Traditionally, claims against current and former employees for misappropriating confidential information by, for example, sending confidential company files to a personal e-mail address, have been matters of state rather than federal law. In the recent United States v. Nosal decision authored by Chief Judge Alex Kozinski, the U.S. Court of Appeals for the Ninth Circuit, sitting en banc, limited the reach of the Computer Fraud and Abuse Act (CFAA)1 to “violations of restrictions on access to information, and not restrictions on its use.”2 It held, therefore, that gaining authorized access to information on a computer system and using such information for a prohibited purpose—even for a fraudulent purpose—does not satisfy the “exceed[ing] authorized access” language of the CFAA. The ruling in Nosal represents the latest, and most important, of a number of recent decisions in which courts—including the U.S. District Court for the Southern District of New York—have limited the reach of the CFAA to avoid criminalizing or federalizing computer-related misdeeds by a company’s current and departing employees.

Background

David Nosal was an executive at the Korn/Ferry executive search agency. Shortly after leaving Korn/Ferry, Nosal started a competing business and recruited three former co-workers who were still employed by Korn/Ferry to join him.
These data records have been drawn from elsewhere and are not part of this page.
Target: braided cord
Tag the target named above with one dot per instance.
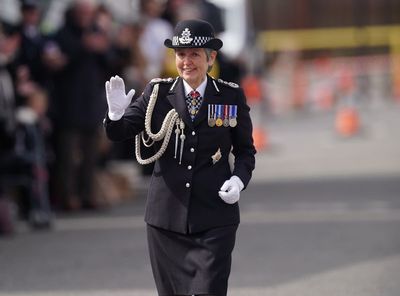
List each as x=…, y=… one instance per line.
x=163, y=134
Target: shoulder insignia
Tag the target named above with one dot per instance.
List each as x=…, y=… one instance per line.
x=231, y=84
x=162, y=80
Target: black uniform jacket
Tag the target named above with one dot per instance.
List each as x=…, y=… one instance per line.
x=184, y=197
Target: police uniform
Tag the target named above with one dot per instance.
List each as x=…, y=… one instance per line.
x=191, y=230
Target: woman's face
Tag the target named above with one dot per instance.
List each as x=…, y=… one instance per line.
x=192, y=64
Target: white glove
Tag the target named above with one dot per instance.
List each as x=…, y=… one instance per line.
x=230, y=190
x=117, y=100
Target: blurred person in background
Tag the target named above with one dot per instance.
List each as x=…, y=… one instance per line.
x=9, y=44
x=77, y=56
x=32, y=41
x=154, y=31
x=192, y=211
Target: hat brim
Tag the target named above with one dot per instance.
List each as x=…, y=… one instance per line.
x=214, y=44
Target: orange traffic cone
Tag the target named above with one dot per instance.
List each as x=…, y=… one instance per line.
x=347, y=121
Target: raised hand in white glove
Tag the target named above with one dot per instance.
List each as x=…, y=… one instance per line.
x=230, y=190
x=117, y=100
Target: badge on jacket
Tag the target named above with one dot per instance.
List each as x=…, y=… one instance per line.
x=222, y=115
x=217, y=156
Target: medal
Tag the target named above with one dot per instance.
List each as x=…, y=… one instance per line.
x=211, y=113
x=232, y=115
x=219, y=121
x=226, y=116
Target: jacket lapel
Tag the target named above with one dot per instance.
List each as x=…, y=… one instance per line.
x=177, y=99
x=210, y=96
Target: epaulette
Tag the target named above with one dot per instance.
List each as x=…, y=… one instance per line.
x=231, y=84
x=162, y=80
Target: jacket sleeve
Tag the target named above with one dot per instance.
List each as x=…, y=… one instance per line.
x=243, y=146
x=132, y=122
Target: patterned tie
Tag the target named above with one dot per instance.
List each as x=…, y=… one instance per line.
x=193, y=101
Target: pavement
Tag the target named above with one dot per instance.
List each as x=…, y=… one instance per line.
x=305, y=145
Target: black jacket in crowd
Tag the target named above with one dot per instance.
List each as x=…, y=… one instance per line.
x=184, y=197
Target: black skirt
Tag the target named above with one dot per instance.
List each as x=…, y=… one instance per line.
x=196, y=263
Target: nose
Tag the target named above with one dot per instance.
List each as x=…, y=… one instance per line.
x=187, y=60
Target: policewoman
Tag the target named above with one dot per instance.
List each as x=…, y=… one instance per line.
x=193, y=122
These employees downloaded and transferred to Nosal confidential source lists, names and contact information from a Korn/Ferry database. Although the employees were authorized to access the database, Korn/Ferry’s computer use policy expressly prohibited them from disclosing the information contained within. All four individuals were subsequently indicted on various counts, including charges of “exceed[ing] authorized access” under the CFAA.